Teaching Presence

photograph of a children's sack race with camp counselors looking on

Image: A photograph of a children's sack race with counselors looking on. Image in the public domain.

“One of the defining characteristics of an effective online class is the frequent presence and ongoing support of the instructor.”

~Flower Darby, Small Teaching Online

Muhlenberg College is characterized by an enduring commitment to the teaching and learning relationship. We have always held, since we began imagining online learning in the liberal arts in 2014, that our best source of preparation and inspiration to guide our efforts is the deep, lively commitment to pedagogy among our faculty. Who am I as a teacher? What values and experiences shape my teaching identity? What do I know about my students? How are my assumptions about students today both an obstacle and vehicle for their learning with me? The reflective practices so familiar to Muhlenberg faculty, fostered through Muhlenberg Center for Teaching and Learning, provides the foundation for critical praxis required in this new teaching and learning environment online.

If you have taught in the basement of Taylor Hall, have you wondered how you might redesign the limited space to make it more hospitable and conducive to active learning? If an Ettinger room with tiered seating has been your learning space, have you wondered how to make small shifts to shape a more welcoming and inclusive space for collaborative learning, or woven through those narrow rows among students to create some closer interaction between you and them? Surely we have all taught in spaces that were uncomfortable in some way, and we can draw on those experiences--how we adapted, modified, revised--as we move intentionally into the space of online teaching.

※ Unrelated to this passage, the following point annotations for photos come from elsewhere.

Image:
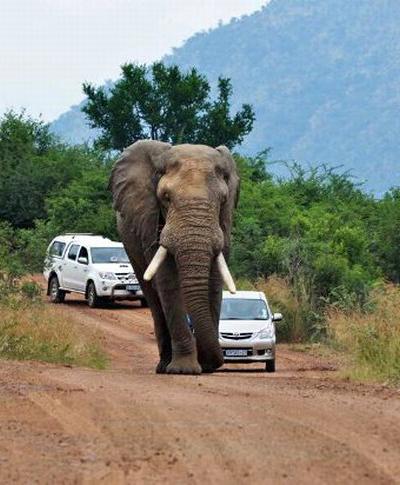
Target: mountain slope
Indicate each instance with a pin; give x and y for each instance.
(323, 77)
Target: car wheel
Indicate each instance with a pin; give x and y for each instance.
(92, 298)
(56, 295)
(270, 365)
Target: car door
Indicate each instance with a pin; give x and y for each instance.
(81, 272)
(70, 268)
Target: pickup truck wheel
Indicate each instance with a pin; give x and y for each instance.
(270, 365)
(93, 300)
(56, 295)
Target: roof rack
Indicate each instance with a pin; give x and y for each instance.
(79, 234)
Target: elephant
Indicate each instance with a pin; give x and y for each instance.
(174, 207)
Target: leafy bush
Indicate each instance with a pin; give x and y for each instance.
(371, 337)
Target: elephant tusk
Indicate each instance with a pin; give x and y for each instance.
(225, 273)
(155, 263)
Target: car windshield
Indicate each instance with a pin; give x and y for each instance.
(109, 255)
(243, 309)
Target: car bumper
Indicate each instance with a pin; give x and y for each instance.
(118, 291)
(259, 350)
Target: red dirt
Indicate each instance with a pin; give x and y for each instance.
(128, 425)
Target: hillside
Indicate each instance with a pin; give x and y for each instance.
(322, 75)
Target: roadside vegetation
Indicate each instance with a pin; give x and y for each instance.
(31, 330)
(324, 250)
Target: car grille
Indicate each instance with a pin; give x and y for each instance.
(123, 278)
(236, 336)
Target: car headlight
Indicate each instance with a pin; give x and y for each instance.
(107, 276)
(267, 332)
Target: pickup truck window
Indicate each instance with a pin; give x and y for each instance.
(109, 255)
(73, 251)
(83, 253)
(56, 249)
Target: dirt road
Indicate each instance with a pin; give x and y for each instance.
(239, 425)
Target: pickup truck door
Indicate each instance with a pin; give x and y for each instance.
(70, 268)
(81, 269)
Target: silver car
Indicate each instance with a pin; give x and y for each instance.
(247, 328)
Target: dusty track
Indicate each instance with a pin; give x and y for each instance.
(239, 425)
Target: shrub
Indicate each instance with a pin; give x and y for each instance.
(371, 336)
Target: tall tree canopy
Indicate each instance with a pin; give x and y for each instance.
(164, 103)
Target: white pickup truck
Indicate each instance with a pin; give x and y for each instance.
(93, 266)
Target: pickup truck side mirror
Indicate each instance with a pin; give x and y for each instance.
(277, 317)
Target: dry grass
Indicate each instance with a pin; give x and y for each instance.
(31, 330)
(372, 339)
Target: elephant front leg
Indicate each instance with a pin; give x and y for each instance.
(160, 327)
(183, 345)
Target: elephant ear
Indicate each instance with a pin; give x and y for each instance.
(233, 182)
(133, 187)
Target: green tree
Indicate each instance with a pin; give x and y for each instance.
(163, 103)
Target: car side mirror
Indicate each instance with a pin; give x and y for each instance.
(277, 317)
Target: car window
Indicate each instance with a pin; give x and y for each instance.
(243, 309)
(56, 249)
(109, 255)
(73, 251)
(83, 253)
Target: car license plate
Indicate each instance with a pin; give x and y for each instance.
(132, 287)
(236, 353)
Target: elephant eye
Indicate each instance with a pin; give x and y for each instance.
(221, 172)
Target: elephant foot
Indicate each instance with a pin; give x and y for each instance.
(162, 366)
(210, 363)
(184, 364)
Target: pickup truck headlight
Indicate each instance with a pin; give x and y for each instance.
(267, 332)
(107, 276)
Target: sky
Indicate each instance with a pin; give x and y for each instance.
(49, 47)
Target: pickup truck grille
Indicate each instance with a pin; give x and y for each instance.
(123, 277)
(236, 336)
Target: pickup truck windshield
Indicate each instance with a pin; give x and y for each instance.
(109, 255)
(242, 309)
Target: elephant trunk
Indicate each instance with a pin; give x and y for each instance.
(194, 269)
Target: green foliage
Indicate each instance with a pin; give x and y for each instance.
(314, 231)
(372, 337)
(167, 104)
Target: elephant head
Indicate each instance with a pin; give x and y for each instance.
(176, 203)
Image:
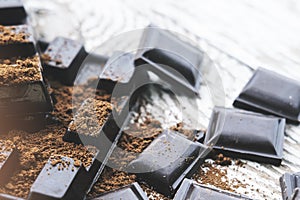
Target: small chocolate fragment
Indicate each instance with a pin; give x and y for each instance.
(191, 190)
(12, 12)
(290, 184)
(64, 178)
(173, 60)
(167, 161)
(269, 92)
(22, 88)
(16, 41)
(248, 135)
(9, 161)
(130, 192)
(63, 58)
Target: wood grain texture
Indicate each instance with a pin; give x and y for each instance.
(238, 35)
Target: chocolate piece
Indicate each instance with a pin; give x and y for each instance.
(246, 135)
(131, 192)
(167, 161)
(289, 183)
(9, 161)
(22, 88)
(9, 197)
(12, 12)
(63, 58)
(16, 41)
(191, 190)
(269, 92)
(95, 125)
(170, 58)
(64, 178)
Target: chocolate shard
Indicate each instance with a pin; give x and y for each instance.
(290, 184)
(246, 135)
(173, 60)
(130, 192)
(262, 94)
(63, 58)
(9, 161)
(191, 190)
(22, 88)
(64, 178)
(16, 41)
(9, 197)
(167, 161)
(12, 12)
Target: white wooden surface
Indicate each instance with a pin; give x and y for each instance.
(239, 35)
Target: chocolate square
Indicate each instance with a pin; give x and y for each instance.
(246, 135)
(269, 92)
(290, 185)
(9, 161)
(173, 60)
(63, 58)
(130, 192)
(16, 41)
(191, 190)
(65, 179)
(167, 161)
(12, 12)
(22, 88)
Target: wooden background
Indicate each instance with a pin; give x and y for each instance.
(238, 35)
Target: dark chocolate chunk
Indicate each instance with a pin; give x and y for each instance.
(130, 192)
(269, 92)
(191, 190)
(246, 135)
(64, 178)
(22, 88)
(289, 183)
(9, 161)
(167, 161)
(16, 41)
(12, 12)
(173, 60)
(63, 59)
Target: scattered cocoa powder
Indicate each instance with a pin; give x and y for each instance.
(20, 70)
(213, 175)
(35, 150)
(90, 117)
(13, 34)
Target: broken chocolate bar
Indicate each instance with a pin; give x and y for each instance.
(167, 161)
(173, 60)
(9, 160)
(63, 58)
(22, 88)
(191, 190)
(289, 183)
(12, 12)
(65, 178)
(16, 41)
(246, 135)
(131, 192)
(269, 92)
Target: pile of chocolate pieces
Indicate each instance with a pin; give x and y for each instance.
(25, 103)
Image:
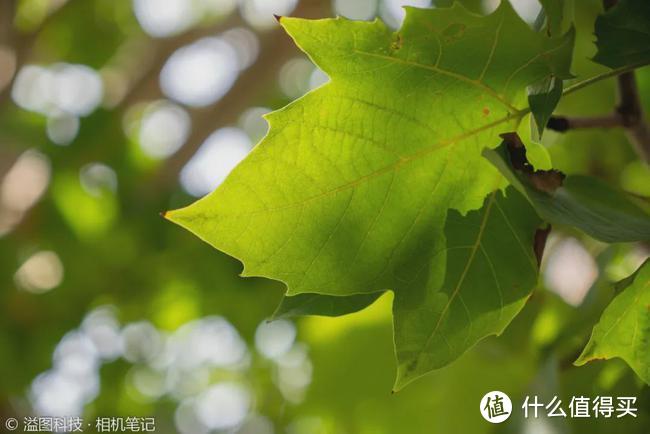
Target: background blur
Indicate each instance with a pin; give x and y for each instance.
(114, 110)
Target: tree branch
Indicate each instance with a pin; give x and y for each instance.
(628, 114)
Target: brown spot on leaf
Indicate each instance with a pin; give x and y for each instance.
(547, 180)
(397, 43)
(543, 180)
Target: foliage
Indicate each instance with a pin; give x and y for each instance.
(125, 269)
(350, 190)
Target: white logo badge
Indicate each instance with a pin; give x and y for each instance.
(496, 406)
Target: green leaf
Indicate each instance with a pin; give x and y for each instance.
(624, 327)
(622, 35)
(586, 203)
(557, 13)
(543, 97)
(349, 191)
(323, 305)
(472, 288)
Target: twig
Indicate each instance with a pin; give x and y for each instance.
(565, 123)
(628, 115)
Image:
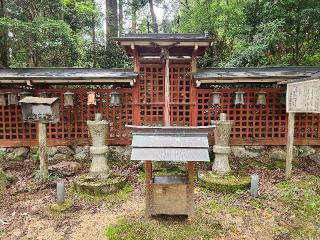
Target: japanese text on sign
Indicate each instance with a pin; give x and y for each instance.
(304, 96)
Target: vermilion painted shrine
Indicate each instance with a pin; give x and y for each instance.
(197, 96)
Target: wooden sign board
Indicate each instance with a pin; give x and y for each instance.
(304, 96)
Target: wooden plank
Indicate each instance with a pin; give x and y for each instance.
(304, 97)
(199, 141)
(170, 154)
(167, 93)
(290, 138)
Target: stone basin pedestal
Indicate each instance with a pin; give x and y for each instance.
(221, 148)
(98, 130)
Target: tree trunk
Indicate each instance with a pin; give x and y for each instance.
(111, 18)
(154, 17)
(4, 56)
(296, 51)
(94, 38)
(134, 18)
(43, 151)
(120, 17)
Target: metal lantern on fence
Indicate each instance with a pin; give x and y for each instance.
(261, 98)
(283, 98)
(92, 98)
(22, 95)
(3, 101)
(115, 99)
(43, 94)
(12, 98)
(215, 98)
(239, 98)
(68, 99)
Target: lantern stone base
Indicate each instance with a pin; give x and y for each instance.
(99, 167)
(221, 160)
(99, 186)
(227, 183)
(59, 208)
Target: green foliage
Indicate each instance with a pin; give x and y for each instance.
(203, 226)
(109, 56)
(59, 208)
(5, 179)
(256, 33)
(303, 199)
(226, 183)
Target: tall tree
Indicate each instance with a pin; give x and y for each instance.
(4, 61)
(154, 17)
(120, 17)
(111, 18)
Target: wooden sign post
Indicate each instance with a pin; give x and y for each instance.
(302, 97)
(43, 111)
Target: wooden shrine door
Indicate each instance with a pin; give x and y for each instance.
(150, 93)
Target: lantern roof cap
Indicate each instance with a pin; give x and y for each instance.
(39, 100)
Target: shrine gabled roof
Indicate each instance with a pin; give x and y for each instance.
(150, 44)
(187, 37)
(253, 75)
(65, 75)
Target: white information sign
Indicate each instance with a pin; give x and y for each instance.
(304, 96)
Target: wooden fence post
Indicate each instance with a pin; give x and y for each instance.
(290, 138)
(43, 151)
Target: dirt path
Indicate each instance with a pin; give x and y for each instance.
(37, 222)
(92, 226)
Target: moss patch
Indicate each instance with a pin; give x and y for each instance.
(120, 196)
(5, 179)
(201, 226)
(228, 183)
(59, 208)
(98, 186)
(303, 200)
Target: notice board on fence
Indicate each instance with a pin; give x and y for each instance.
(304, 96)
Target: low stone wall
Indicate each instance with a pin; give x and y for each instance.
(122, 153)
(64, 153)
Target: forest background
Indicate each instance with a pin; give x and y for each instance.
(79, 33)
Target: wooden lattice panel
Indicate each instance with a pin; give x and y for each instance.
(12, 128)
(72, 128)
(257, 124)
(151, 94)
(180, 95)
(254, 124)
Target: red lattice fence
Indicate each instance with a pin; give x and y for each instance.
(257, 124)
(72, 128)
(143, 104)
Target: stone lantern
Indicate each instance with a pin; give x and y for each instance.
(215, 98)
(68, 99)
(3, 101)
(283, 98)
(115, 99)
(12, 98)
(22, 95)
(98, 130)
(43, 94)
(261, 98)
(239, 98)
(221, 147)
(92, 98)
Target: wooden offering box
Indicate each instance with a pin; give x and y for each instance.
(170, 195)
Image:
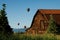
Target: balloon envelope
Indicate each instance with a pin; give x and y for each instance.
(28, 9)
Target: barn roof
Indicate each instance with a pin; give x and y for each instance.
(50, 11)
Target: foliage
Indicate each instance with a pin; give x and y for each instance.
(4, 25)
(27, 37)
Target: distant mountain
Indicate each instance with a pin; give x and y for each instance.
(19, 30)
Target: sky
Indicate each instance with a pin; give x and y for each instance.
(17, 10)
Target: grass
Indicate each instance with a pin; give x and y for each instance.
(30, 37)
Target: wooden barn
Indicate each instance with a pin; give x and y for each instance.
(40, 20)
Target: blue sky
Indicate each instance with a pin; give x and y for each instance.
(17, 10)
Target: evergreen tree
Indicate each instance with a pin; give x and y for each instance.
(52, 25)
(4, 25)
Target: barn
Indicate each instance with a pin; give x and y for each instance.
(41, 20)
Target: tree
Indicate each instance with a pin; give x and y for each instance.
(4, 25)
(52, 25)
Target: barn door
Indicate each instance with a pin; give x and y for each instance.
(43, 24)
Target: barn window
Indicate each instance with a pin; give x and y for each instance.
(42, 24)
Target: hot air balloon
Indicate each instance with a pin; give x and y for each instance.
(18, 23)
(28, 9)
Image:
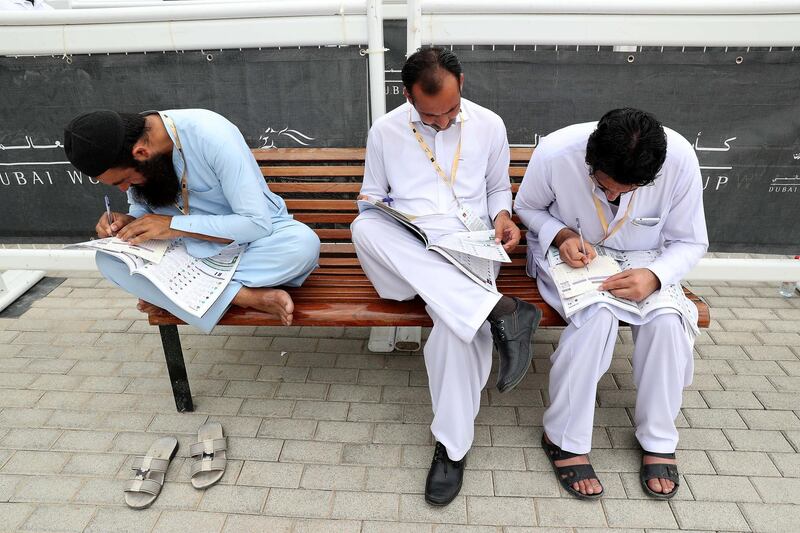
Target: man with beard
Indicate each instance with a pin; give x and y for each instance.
(189, 174)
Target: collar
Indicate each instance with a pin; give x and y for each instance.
(463, 115)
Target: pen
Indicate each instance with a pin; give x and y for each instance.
(108, 212)
(580, 235)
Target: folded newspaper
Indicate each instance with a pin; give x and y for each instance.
(191, 283)
(472, 252)
(578, 287)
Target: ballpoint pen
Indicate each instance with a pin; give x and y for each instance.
(108, 213)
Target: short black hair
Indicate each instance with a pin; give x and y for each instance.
(135, 129)
(425, 67)
(629, 145)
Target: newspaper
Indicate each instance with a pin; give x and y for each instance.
(191, 283)
(578, 287)
(472, 252)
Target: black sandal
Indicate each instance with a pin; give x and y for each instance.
(567, 475)
(659, 470)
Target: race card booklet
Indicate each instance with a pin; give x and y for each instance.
(191, 283)
(578, 287)
(472, 252)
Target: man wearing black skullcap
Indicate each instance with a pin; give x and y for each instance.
(189, 174)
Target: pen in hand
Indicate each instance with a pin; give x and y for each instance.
(109, 215)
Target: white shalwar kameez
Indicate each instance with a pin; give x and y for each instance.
(556, 190)
(458, 353)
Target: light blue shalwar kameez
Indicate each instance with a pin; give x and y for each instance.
(228, 198)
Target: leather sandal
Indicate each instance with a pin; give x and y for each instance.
(209, 455)
(659, 470)
(150, 469)
(569, 474)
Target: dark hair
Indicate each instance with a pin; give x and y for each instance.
(135, 129)
(629, 145)
(425, 67)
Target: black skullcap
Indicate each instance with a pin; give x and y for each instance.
(94, 141)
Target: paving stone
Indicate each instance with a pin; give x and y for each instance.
(757, 441)
(182, 521)
(270, 474)
(639, 513)
(233, 500)
(35, 462)
(413, 508)
(47, 489)
(59, 518)
(299, 502)
(564, 512)
(295, 451)
(722, 488)
(333, 477)
(333, 431)
(770, 517)
(320, 410)
(709, 515)
(780, 490)
(743, 463)
(366, 505)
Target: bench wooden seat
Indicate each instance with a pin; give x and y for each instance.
(319, 186)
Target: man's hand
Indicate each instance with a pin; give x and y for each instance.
(148, 227)
(506, 231)
(569, 246)
(104, 229)
(635, 284)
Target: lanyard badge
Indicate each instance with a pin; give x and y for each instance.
(465, 213)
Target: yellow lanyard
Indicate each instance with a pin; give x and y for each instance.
(599, 207)
(184, 188)
(451, 180)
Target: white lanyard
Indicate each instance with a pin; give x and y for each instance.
(184, 189)
(465, 214)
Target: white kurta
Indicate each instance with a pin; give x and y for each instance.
(556, 190)
(458, 352)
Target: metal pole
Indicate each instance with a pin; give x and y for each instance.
(375, 53)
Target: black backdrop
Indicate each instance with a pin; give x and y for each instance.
(739, 107)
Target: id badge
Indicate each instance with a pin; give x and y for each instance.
(468, 218)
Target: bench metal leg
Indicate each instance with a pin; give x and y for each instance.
(171, 342)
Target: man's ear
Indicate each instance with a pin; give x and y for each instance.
(141, 150)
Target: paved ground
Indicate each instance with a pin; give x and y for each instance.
(325, 436)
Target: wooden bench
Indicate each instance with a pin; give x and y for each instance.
(319, 186)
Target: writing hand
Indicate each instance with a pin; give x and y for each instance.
(635, 284)
(104, 229)
(148, 227)
(506, 232)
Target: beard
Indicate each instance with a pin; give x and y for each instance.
(161, 186)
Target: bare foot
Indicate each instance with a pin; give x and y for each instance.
(273, 301)
(584, 486)
(146, 307)
(664, 486)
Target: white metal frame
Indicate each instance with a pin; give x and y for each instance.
(609, 23)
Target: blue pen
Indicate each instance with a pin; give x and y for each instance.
(108, 212)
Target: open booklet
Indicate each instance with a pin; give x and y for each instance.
(472, 252)
(577, 287)
(191, 283)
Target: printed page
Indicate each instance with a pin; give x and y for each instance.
(571, 282)
(151, 250)
(474, 243)
(193, 284)
(404, 218)
(480, 270)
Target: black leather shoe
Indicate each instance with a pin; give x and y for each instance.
(512, 336)
(444, 477)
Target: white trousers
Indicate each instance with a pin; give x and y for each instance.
(458, 352)
(662, 367)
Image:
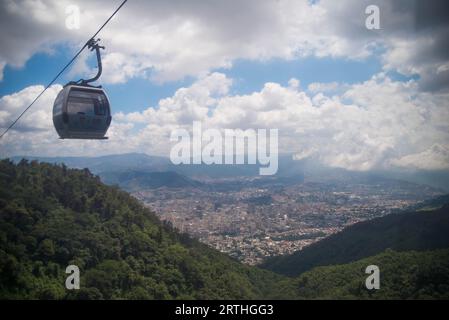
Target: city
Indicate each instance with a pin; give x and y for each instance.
(266, 217)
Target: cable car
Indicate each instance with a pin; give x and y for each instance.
(82, 111)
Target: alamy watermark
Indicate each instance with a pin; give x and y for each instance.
(72, 282)
(373, 280)
(228, 146)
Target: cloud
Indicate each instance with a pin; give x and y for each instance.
(377, 124)
(169, 40)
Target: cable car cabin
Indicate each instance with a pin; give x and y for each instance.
(81, 112)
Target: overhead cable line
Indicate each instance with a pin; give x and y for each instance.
(63, 69)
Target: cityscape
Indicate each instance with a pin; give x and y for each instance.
(262, 218)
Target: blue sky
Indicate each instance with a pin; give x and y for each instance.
(138, 93)
(385, 104)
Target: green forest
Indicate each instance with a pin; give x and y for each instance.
(52, 216)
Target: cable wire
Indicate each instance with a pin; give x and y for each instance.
(63, 69)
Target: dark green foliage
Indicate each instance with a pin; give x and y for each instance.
(422, 230)
(403, 275)
(52, 217)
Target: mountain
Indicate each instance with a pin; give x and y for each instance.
(52, 216)
(420, 230)
(108, 163)
(403, 275)
(138, 180)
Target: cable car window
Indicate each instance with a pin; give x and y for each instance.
(101, 105)
(87, 103)
(80, 105)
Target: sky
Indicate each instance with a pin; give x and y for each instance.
(338, 92)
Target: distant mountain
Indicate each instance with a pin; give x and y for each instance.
(421, 230)
(138, 180)
(288, 167)
(53, 216)
(108, 163)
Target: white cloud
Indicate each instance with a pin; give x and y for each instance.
(376, 124)
(169, 40)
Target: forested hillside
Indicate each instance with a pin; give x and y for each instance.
(52, 217)
(420, 230)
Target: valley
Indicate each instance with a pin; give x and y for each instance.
(251, 219)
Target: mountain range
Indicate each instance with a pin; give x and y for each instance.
(53, 216)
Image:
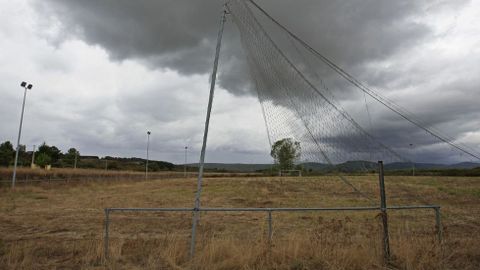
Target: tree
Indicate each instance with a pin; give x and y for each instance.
(286, 152)
(43, 159)
(70, 156)
(7, 153)
(51, 151)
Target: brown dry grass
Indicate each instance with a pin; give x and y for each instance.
(48, 226)
(26, 175)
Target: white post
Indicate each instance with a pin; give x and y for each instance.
(185, 163)
(75, 161)
(33, 157)
(146, 164)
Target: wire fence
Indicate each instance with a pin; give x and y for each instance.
(269, 212)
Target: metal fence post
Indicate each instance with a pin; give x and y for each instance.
(438, 224)
(270, 232)
(383, 209)
(105, 240)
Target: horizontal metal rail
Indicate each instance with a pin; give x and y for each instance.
(108, 211)
(276, 209)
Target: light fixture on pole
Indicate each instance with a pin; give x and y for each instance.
(146, 164)
(33, 157)
(75, 161)
(26, 86)
(413, 157)
(185, 163)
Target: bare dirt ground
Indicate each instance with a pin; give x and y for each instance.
(60, 225)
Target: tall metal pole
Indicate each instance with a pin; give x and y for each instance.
(24, 85)
(75, 160)
(413, 159)
(146, 164)
(383, 209)
(196, 213)
(33, 157)
(185, 163)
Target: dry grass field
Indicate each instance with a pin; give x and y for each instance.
(60, 225)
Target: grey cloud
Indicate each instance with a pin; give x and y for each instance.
(181, 34)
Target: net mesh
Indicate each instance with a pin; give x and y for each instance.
(296, 108)
(297, 103)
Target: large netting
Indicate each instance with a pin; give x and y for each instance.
(297, 102)
(294, 107)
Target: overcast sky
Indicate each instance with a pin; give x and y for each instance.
(105, 72)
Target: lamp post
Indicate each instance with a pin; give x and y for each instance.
(75, 160)
(413, 157)
(185, 164)
(25, 86)
(146, 164)
(33, 157)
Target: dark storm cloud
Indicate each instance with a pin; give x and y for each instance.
(181, 34)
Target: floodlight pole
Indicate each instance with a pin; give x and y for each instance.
(25, 86)
(196, 213)
(146, 164)
(185, 163)
(413, 159)
(33, 157)
(75, 160)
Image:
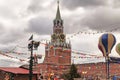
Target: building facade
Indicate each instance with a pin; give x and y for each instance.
(15, 73)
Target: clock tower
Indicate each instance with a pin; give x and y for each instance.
(58, 50)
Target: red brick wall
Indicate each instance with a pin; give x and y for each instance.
(58, 56)
(17, 76)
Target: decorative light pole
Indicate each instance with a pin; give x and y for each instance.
(32, 45)
(106, 43)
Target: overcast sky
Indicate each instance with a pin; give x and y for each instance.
(19, 19)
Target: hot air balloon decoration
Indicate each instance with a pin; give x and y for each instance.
(106, 43)
(118, 48)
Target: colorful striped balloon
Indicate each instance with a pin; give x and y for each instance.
(118, 48)
(106, 43)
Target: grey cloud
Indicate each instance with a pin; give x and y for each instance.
(10, 36)
(8, 62)
(116, 3)
(72, 4)
(40, 25)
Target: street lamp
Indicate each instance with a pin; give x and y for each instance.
(33, 45)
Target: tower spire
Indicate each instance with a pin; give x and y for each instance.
(58, 16)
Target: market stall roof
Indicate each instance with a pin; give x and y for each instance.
(16, 70)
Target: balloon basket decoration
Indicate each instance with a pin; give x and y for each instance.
(106, 43)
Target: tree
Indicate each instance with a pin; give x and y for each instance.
(72, 73)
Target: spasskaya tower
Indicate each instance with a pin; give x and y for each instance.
(58, 50)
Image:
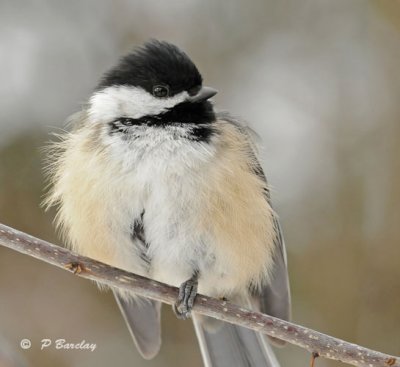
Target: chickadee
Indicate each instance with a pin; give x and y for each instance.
(153, 181)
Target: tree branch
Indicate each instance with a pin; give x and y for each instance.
(313, 341)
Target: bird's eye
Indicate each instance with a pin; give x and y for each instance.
(160, 91)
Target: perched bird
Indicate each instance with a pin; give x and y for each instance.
(152, 180)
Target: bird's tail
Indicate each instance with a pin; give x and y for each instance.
(230, 345)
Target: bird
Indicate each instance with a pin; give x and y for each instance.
(153, 179)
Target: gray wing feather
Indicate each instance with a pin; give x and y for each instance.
(142, 317)
(231, 345)
(274, 298)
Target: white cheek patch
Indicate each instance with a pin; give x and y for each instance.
(116, 101)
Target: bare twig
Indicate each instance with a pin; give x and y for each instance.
(316, 343)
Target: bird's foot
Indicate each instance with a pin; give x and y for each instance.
(75, 267)
(187, 293)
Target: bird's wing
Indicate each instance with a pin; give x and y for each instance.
(230, 345)
(274, 298)
(142, 317)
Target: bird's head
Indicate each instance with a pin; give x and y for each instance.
(156, 85)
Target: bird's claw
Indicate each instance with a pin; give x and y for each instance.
(184, 304)
(75, 267)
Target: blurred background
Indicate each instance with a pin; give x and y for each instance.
(318, 80)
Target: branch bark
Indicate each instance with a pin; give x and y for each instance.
(313, 341)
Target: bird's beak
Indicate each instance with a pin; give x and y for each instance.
(203, 94)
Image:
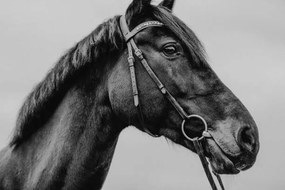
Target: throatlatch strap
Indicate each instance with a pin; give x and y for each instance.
(205, 163)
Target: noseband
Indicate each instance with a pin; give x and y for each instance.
(132, 47)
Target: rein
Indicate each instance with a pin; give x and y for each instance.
(132, 47)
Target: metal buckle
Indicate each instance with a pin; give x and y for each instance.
(204, 134)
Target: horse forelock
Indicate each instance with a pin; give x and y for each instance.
(45, 97)
(104, 39)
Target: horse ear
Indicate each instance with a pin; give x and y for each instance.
(168, 4)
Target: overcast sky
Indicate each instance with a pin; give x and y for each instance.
(245, 42)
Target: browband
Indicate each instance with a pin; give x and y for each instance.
(130, 34)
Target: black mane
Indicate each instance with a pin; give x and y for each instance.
(45, 97)
(105, 39)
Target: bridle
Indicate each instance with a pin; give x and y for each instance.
(132, 47)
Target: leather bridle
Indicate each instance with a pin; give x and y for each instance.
(132, 47)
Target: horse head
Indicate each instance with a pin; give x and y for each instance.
(177, 58)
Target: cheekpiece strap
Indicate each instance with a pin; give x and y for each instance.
(130, 34)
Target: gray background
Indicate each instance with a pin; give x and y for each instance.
(245, 42)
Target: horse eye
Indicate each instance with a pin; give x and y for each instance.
(169, 50)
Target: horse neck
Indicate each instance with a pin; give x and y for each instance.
(76, 145)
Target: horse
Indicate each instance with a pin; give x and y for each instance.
(153, 76)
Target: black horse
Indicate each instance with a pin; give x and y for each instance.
(68, 127)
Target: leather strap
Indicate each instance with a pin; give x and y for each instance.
(133, 47)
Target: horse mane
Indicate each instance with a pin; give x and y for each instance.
(45, 97)
(105, 39)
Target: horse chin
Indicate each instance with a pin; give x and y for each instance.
(221, 163)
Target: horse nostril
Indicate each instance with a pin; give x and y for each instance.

It is another moment to reflect on how you enact your goals, your values, your praxis as a teacher in a new space with both its affordances and its limitations.

The complexities of teaching in a liberal arts environment--the multiple roles we carry, the many hats we wear--are multiplied even further when we step with our students into digital space. Teaching presence is a construct that attempts to describe these multiple and overlapping roles. Online, you are designing a learning environment, facilitating interaction among you and between your students, and guiding learners throughout the course in an environment where the only waypoints available to you and your students are virtual. Teaching presence refers to the intentional, creative ways that you enlist cognitive and social processes in order to support and challenge your students as they extend their understanding and knowledge in new directions. When we are not co-present in space and time, when the familiar spaces of Moyer, Ettinger, the CA, Walson, Trumbower are no longer available to us, how we establish and enact our teaching presence is critical to our students' learning in an online environment.

(Garrison, R. Thinking Collaboratively: Learning in a Community of Inquiry. NY: Routledge, 2016).